BAS has been and is currently involved with the biological assessment and monitoring of urban streams in Alameda, Contra Costa, Marin, Monterey, San Mateo, and Santa Clara counties. BAS has extensive experience conducting biological assessment and monitoring for various FERC-licensed hydroelectric projects using both the California Stream Bioassessment Procedure (CSBP) and the Surface Water Ambient Monitoring Program (SWAMP) protocols. Supplemental work has consisted of compiling information on effects of hydropower operation on BMI assemblages and utilizing this information to evaluate variation in benthic fauna documented from surveys associated with the relicensing process. Results of this work were published in several of the FERC license applications. Most recently, BAS has been assisting clients with procedural changes from the CSBP to the SWAMP. Applications of SWAMP procedures to a watershed assessment of the Merced River yielded information on BMI assemblage differences between multiple habitat and targeted riffle sampling approaches, as well as documenting changes in BMI composition along the elevation gradient of the watershed and foothill reservoir systems. Spatial changes in BMI assemblages for the Merced River were evaluated using both multimetric and multivariate procedures.
Mr. King performs the primary duties of taxonomic identifications, sample inventory, data processing, analysis, report preparation and routine checks of quality of subsampling work. Costs are contained by maintaining a home-based office and by using subcontractors who have demonstrated reliability and efficiency through their home-based offices. In order for home-based operations to function at a professional capacity, a thorough evaluation period is required of subsampling contractors. It is the policy of BAS to thoroughly evaluate subsampling contractors using the quality criteria specified in the standard operating procedures. The invertebrate identifications performed by Mr. King are evaluated routinely by the California Department of Fish and Wildlife's Aquatic Bioassessment Laboratory for taxonomic and enumeration accuracy and conformance to standard taxonomic level. Mr. King uses a Zeiss Stemi 2000-C stereomicroscope and Dolan-Jenner fiber optic light source for most identification, and a Meiji MX4000 compound microscope for slide mount preparations and zooplankton work.

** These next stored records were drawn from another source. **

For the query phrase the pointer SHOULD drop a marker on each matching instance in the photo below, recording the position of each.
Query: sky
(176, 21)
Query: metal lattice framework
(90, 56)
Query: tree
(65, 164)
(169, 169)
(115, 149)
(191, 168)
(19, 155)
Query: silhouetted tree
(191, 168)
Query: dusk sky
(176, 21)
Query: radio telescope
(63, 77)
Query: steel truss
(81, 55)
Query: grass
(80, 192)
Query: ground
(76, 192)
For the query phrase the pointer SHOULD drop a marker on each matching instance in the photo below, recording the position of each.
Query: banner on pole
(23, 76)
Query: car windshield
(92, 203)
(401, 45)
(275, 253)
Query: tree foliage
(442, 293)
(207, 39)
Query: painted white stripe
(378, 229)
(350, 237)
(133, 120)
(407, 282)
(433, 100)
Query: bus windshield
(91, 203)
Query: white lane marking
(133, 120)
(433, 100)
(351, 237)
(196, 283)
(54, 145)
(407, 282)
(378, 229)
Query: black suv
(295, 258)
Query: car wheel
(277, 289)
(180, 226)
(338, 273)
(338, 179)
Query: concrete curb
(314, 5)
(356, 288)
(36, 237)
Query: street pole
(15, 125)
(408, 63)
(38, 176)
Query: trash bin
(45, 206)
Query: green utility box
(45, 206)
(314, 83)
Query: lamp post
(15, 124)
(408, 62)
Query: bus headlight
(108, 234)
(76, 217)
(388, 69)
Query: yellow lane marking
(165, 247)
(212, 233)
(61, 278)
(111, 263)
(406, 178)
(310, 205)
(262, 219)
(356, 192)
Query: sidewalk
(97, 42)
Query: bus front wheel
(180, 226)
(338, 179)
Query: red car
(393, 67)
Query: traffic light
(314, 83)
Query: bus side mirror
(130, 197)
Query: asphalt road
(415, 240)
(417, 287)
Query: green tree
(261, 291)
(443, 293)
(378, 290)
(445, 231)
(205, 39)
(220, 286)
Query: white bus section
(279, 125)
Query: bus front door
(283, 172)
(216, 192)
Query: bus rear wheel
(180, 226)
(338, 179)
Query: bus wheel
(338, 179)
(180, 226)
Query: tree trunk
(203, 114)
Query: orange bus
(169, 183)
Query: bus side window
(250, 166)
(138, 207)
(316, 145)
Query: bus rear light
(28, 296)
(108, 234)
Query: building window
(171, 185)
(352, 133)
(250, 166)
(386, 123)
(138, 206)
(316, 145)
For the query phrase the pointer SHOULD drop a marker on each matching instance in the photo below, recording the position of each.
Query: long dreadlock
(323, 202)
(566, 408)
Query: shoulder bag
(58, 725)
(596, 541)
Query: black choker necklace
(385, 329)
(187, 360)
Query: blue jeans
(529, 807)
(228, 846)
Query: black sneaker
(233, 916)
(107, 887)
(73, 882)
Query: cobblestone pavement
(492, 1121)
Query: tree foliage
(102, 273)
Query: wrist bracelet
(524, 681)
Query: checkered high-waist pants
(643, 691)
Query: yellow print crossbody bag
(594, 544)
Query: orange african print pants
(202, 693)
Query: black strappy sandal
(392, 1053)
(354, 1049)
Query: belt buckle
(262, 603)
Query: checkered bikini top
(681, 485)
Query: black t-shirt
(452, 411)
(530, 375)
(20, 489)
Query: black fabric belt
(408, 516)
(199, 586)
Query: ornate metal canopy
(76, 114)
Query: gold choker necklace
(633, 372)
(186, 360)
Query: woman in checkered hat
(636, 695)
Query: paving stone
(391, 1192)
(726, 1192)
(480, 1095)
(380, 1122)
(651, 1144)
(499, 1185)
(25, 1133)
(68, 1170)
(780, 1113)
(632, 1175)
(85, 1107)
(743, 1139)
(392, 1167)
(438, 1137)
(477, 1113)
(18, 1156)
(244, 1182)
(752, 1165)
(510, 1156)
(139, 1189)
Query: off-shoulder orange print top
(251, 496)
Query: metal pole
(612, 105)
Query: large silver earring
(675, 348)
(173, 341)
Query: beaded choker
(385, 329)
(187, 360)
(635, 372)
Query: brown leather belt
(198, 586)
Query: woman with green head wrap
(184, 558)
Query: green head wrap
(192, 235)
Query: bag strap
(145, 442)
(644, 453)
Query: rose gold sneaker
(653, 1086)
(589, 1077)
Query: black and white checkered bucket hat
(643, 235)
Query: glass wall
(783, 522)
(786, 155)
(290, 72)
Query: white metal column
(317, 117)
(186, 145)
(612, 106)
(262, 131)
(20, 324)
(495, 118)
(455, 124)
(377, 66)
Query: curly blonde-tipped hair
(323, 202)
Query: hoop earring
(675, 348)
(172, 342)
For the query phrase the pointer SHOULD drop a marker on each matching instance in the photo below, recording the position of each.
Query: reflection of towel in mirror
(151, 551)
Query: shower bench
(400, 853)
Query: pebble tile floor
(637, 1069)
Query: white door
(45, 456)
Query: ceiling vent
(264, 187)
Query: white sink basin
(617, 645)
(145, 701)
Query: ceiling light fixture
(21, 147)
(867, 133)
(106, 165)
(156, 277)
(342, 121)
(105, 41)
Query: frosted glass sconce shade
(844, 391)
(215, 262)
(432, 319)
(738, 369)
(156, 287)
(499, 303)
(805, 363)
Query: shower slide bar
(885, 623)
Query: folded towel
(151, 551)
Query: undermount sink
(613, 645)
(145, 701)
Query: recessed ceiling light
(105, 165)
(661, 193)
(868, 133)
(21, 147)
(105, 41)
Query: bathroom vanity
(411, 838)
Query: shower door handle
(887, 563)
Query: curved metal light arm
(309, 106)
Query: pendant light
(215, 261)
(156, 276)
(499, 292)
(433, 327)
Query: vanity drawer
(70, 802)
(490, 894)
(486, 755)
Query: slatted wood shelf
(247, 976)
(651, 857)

BAS typically contracts with a client to assist with sample collection or provides training in the collection of samples. Alternatively, BAS provides complete sampling services by contracting experienced individuals to assist for the duration of the sampling effort. BAS has experience with a variety of sampling protocols including the CSBP, SWAMP, Hester-Dendy plate samplers, and basket samplers.
Mr. King has 20 years of experience in a broad range of surface water quality and biological assessment/monitoring throughout California. His wide range of experience includes both private sector and government, and both field and laboratory work, some of which includes:
While working with the California Department of Fish and Wildlife from 1993 to 1998, Mr. King gained proficiency in the identification of aquatic macroinvertebrates and made contributions to the refinement and implementation of the California Stream Bioassessment Procedure (CSBP). Mr. King was actively involved with other aspects of biological assessment including fieldwork with stream channel/ habitat typing, benthic sampling, and fish and herpetofauna surveys. Mr. King participated in a variety of bioassessment projects including evaluating effects of point-source perturbations on BMI assemblages, documenting the spatial distribution of BMI and fish assemblages in the Cosumnes River and conducting biological assessments of streams in the central coast and central valley regions of California. Mr. King is an active member of the Southwest Aquatic Freshwater Invertebrate Taxonomists (SAFIT), an organization that maintains current taxonomic reference materials, and provides training workshops emphasizing invertebrate taxonomy. Mr. King received his Bachelor of Arts in Biological Science from California State University, Sacramento and has since completed coursework in biometrics and conservation policy, and regularly participates in taxonomic and bioassessment workshops. Mr. King has completed training for the reachwide benthic sampling component of SWAMP and the riverine module of the California Rapid Assessment Method (CRAM).